The research was conducted in four of the world’s biggest markets – the US, the UK, Germany and France – and provides insights into the evolution of the corporate WAN and cloud adoption from the top of business.

Digital technology and the cloud have transformed the way businesses are run and connect with their employees, suppliers, partners, and customers — across sites and geographies. Public internet and cloud-based services underpin the corporate WAN landscape and reliable connectivity is seen as critical to business performance.

With 90% of the survey’s respondents confirming that their enterprises rely on the public internet for some or all of their wide area network services, 48% of them say the impact of a corporate WAN outage exceeding 24 hours would be catastrophic.

Today’s enterprise: Connected but uninformed?

However, as the research findings reveal, the corporate WAN experience is not yet the best it could, and should, be. This is not just because WAN technology is still evolving and suppliers need to improve their customer experience, but also because the WAN ecosystem hasn’t been fully understood: knowledge gaps about the internet and its various tiers have made decision-making difficult.

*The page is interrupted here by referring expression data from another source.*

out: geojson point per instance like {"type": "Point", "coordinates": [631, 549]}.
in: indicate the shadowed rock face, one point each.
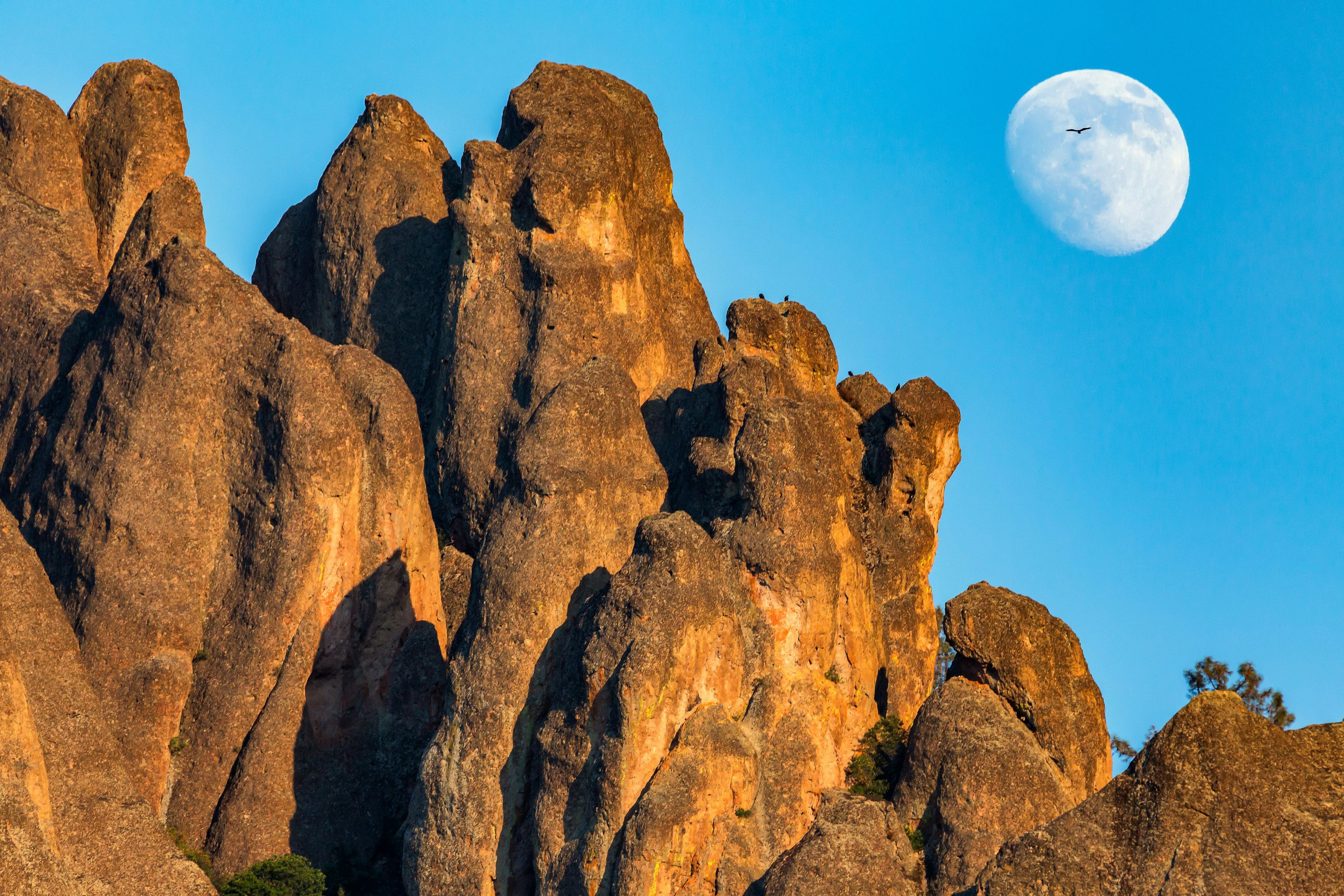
{"type": "Point", "coordinates": [41, 159]}
{"type": "Point", "coordinates": [564, 244]}
{"type": "Point", "coordinates": [730, 664]}
{"type": "Point", "coordinates": [1034, 662]}
{"type": "Point", "coordinates": [1221, 801]}
{"type": "Point", "coordinates": [73, 820]}
{"type": "Point", "coordinates": [584, 476]}
{"type": "Point", "coordinates": [974, 778]}
{"type": "Point", "coordinates": [910, 452]}
{"type": "Point", "coordinates": [363, 260]}
{"type": "Point", "coordinates": [130, 125]}
{"type": "Point", "coordinates": [233, 512]}
{"type": "Point", "coordinates": [855, 848]}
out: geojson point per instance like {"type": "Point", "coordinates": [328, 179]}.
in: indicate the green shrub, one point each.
{"type": "Point", "coordinates": [873, 771]}
{"type": "Point", "coordinates": [916, 839]}
{"type": "Point", "coordinates": [279, 876]}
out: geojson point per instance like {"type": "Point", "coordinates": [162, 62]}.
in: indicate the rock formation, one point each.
{"type": "Point", "coordinates": [130, 125]}
{"type": "Point", "coordinates": [1221, 801]}
{"type": "Point", "coordinates": [585, 476]}
{"type": "Point", "coordinates": [462, 554]}
{"type": "Point", "coordinates": [70, 817]}
{"type": "Point", "coordinates": [732, 664]}
{"type": "Point", "coordinates": [365, 258]}
{"type": "Point", "coordinates": [855, 848]}
{"type": "Point", "coordinates": [1034, 662]}
{"type": "Point", "coordinates": [562, 244]}
{"type": "Point", "coordinates": [974, 778]}
{"type": "Point", "coordinates": [232, 510]}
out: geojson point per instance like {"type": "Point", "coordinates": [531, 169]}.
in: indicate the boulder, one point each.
{"type": "Point", "coordinates": [974, 778]}
{"type": "Point", "coordinates": [1034, 662]}
{"type": "Point", "coordinates": [857, 847]}
{"type": "Point", "coordinates": [73, 819]}
{"type": "Point", "coordinates": [1221, 801]}
{"type": "Point", "coordinates": [130, 125]}
{"type": "Point", "coordinates": [41, 158]}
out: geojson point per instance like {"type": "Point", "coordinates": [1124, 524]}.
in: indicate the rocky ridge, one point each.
{"type": "Point", "coordinates": [463, 554]}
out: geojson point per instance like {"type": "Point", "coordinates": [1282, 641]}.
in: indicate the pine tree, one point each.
{"type": "Point", "coordinates": [1211, 675]}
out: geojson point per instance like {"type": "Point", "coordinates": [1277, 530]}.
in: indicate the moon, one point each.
{"type": "Point", "coordinates": [1113, 190]}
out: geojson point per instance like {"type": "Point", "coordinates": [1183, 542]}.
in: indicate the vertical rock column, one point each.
{"type": "Point", "coordinates": [585, 476]}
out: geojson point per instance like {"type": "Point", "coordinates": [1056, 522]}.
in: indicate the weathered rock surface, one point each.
{"type": "Point", "coordinates": [232, 510]}
{"type": "Point", "coordinates": [585, 473]}
{"type": "Point", "coordinates": [974, 778]}
{"type": "Point", "coordinates": [857, 847]}
{"type": "Point", "coordinates": [234, 514]}
{"type": "Point", "coordinates": [363, 260]}
{"type": "Point", "coordinates": [685, 833]}
{"type": "Point", "coordinates": [72, 819]}
{"type": "Point", "coordinates": [660, 656]}
{"type": "Point", "coordinates": [41, 158]}
{"type": "Point", "coordinates": [564, 244]}
{"type": "Point", "coordinates": [715, 673]}
{"type": "Point", "coordinates": [1034, 662]}
{"type": "Point", "coordinates": [455, 588]}
{"type": "Point", "coordinates": [131, 131]}
{"type": "Point", "coordinates": [1221, 801]}
{"type": "Point", "coordinates": [910, 452]}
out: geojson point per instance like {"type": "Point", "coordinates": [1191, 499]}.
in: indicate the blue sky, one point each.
{"type": "Point", "coordinates": [1151, 444]}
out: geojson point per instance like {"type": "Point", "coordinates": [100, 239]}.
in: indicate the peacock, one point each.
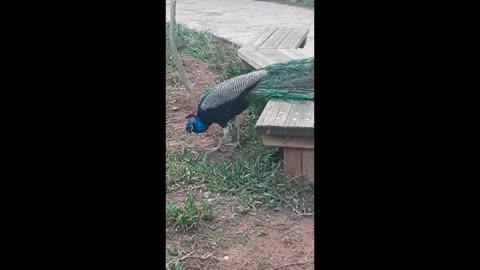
{"type": "Point", "coordinates": [220, 105]}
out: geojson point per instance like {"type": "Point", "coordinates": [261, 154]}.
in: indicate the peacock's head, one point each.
{"type": "Point", "coordinates": [194, 125]}
{"type": "Point", "coordinates": [190, 124]}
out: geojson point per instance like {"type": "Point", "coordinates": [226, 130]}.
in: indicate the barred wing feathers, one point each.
{"type": "Point", "coordinates": [230, 89]}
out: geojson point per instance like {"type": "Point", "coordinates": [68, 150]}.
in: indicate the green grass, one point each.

For example, only half of survey respondents (US: 57%; FR: 56%; UK: 49%; DE: 37%) rate their understanding of how the internet backbone works as very good or excellent, but almost two-thirds think of public internet connectivity as a commodity that doesn’t vary much between suppliers. (FR: 74%; DE: 62%; US: 62%; UK: 49%).

Commenting on the findings of the research, Mattias Fridström, Chief Evangelist, Telia Carrier said: “Network-development strategies, unfortunately, appear to be missing the backbone piece of the puzzle. This means that Tier 1 suppliers, such as telcos and carriers, are often overlooked when it comes to choosing a method to build their WANs and connect to the cloud.”

Tomorrow’s supplier: Flexible, innovative and customer-focused

The research illustrates that the network providers of the future have to put the needs of the customer at the center of everything they do. Bandwidth (40%), service flexibility (36%) and customer support (29%) are enterprises’ top three priorities when deciding on a local network partner or ISP to connect to their preferred cloud-service providers.

Sustainability is also a key criterion when shortlisting suppliers or choosing between candidates, and enterprises are prepared to pay a premium for it. In fact, 38% of all respondents confirmed that they now only shortlist suppliers with a strong commitment to sustainability – in France, this number rises to 55%. Of those who don’t include sustainability in their initial selection criteria, 42% say it helps them choose between the final candidates (US: 46%; UK & DE: 45%; FR: 28%).

Only a fifth say they choose suppliers solely on the basis of price and performance. Importantly, 95% are willing to pay a premium for a sustainable supplier of 5% or more. 49% of respondents in Germany, 48% in the UK, 42% in the US and 37% in France confirmed their commitment to paying between 10% and 15% more.

The survey also found that demand for new tools and technologies to improve workflows and increase transparency is strong. For example, 90% would like their network partners to adopt more machine-to-machine workflows and automation to enhance their services, and 68% say they already use APIs to achieve real-time visibility of their network performance or control of their network infrastructure.

“If organizations really want to create the networks that transform their businesses, whilst controlling costs and reducing their carbon footprint,” Fridström concluded, “their leaders may need to review their strategies for the next three to five years. Network providers can be strategic partners in the growth and development of enterprises—if they’re aligned with enterprises’ needs.”